I don’t often have vivid, memorable dreams… But this morning around 3 o’clock, I woke up from a dream in which I was crying, and found myself actually crying. And not softly or quietly, either.
My poor husband… He’s had to put up with so much from me these last few months.
I keep lamenting that I haven’t had a good cry about my dad’s death, and I suppose this arguably counts… But I suspect there’s a lot more in play here than just missing my dad.
First, it was set in the house I grew up in. Not as it is now — uninhabitable, every room filled wall-to-wall and floor-to-ceiling with piles of junk, without even a clear walking path from one end of the house to the other — but as I remember it as a child. Empty floors, with big open spaces in every room. The furniture I remember from growing up. Hell, even my dad’s ashtray in the master bathroom. The house was as it was back then, but in my dream I knew the timeframe was now.

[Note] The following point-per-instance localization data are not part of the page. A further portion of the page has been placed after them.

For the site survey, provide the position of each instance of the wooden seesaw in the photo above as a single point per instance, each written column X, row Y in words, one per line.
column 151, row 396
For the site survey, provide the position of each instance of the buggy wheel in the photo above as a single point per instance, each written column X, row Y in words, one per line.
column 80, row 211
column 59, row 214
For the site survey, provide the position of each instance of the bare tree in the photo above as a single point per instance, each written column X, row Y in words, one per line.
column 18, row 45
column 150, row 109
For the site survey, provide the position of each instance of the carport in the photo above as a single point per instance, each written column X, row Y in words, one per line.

I remember that I had found a bunch of my dad’s old things, like scrapbooks and photos and magazines. (For the record, he was definitively not the “scrapbook” sort, so clearly my subconscious mind took some liberties.) I was going through some of his things, and even showed some of them happily to a friend who was present in the dream.
Then I had to leave the room for something, and when I was walking back, I looked out the front room’s window and noticed that my friend’s car was gone. And sure enough, he’d left unannounced, before I had finished showing him my discoveries.
There was a woman there, a young-ish (maybe 30s?) person who I can’t identify now, but at the time I knew that she was supposed to be there and I wasn’t concerned. She was sitting on the couch, idly flipping through a magazine while waiting, and sort of absentmindedly tearing out a page here and there.
I realized that it was one of my dad’s magazines, and I freaked the hell out.
I remember rushing over to grab the magazine out of her hands, shouting at her. She was, understandably, perplexed. But then, crying and shouting unintelligibly, I started open-hand slapping her across the face.
Now, I’m not a violent person. I distinctly remember feeling upset about the magazine — how dare she tear up one of the few keepsakes I have of my dead father?! — but then I was upset that I had slapped someone. And then I was upset that I couldn’t stop slapping her.
She ran out of the room, thankfully, and I sat on the floor crying. Someone else came in — I don’t remember who, but again, it felt normal that whoever it was in the dream was there in the house — and asked what had happened. Crying, I tried to explain that the other woman was destroying my father’s magazines.
And before I knew it, I was awake, and crying, and Sal was gently asking me if I was okay.